Write each fraction or mixed number as a decimal. Use a bar to show a repeating decimal. $$-\frac{5}{11}$$

Short Answer

Expert verified
The decimal is -0.\overline{45}.

Step by step solution

01

Set Up Division

To convert \(-\frac{5}{11}\) into a decimal, we need to perform division. This means dividing the numerator (-5) by the denominator (11). Begin by setting up the division: 5 divided by 11. Since the fraction is negative, the decimal will be negative as well.
02

Perform Long Division

Start dividing 5 by 11: 1. 11 goes into 5 zero times, so write 0. 2. Add a decimal point to the 0 and extend a 0 to make it 50. 3. 11 goes into 50 four times (11 * 4 = 44), write 4 after the decimal and subtract to get 6. 4. Bring down another 0 to make 60. 5. 11 goes into 60 five times (11 * 5 = 55), write 5 next to the 4 and subtract to get 5. 6. Bring down another 0 to make 50 and repeat.
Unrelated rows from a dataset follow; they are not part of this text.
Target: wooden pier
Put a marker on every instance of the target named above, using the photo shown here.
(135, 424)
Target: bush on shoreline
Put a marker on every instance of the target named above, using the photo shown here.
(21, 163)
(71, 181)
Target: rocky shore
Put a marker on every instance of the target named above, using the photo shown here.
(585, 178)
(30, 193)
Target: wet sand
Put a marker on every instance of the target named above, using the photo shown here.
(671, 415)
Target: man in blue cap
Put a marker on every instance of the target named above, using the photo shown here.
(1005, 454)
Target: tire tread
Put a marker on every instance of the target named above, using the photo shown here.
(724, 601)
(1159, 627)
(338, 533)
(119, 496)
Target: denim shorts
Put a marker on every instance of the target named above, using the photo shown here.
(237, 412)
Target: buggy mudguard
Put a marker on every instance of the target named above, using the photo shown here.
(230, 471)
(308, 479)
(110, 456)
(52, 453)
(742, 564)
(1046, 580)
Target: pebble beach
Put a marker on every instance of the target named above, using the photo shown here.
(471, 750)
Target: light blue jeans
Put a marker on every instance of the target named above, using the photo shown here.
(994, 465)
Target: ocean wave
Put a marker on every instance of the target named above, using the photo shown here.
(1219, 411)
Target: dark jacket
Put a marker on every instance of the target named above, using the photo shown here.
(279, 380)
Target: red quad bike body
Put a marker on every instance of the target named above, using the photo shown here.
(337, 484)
Notice the repeating pattern.
03

Identify the Repeating Pattern

The division results in 0.454545..., as the remainders cycle between 6 and 5 leading the digits after the decimal to repeat in a pattern of '45'. This indicates that the decimal is repeating.
04

Write the Repeating Decimal

Express the repeating decimal using a bar notation. Since '45' repeats, the decimal representation of \(-\frac{5}{11}\) is written as -0.\overline{45}.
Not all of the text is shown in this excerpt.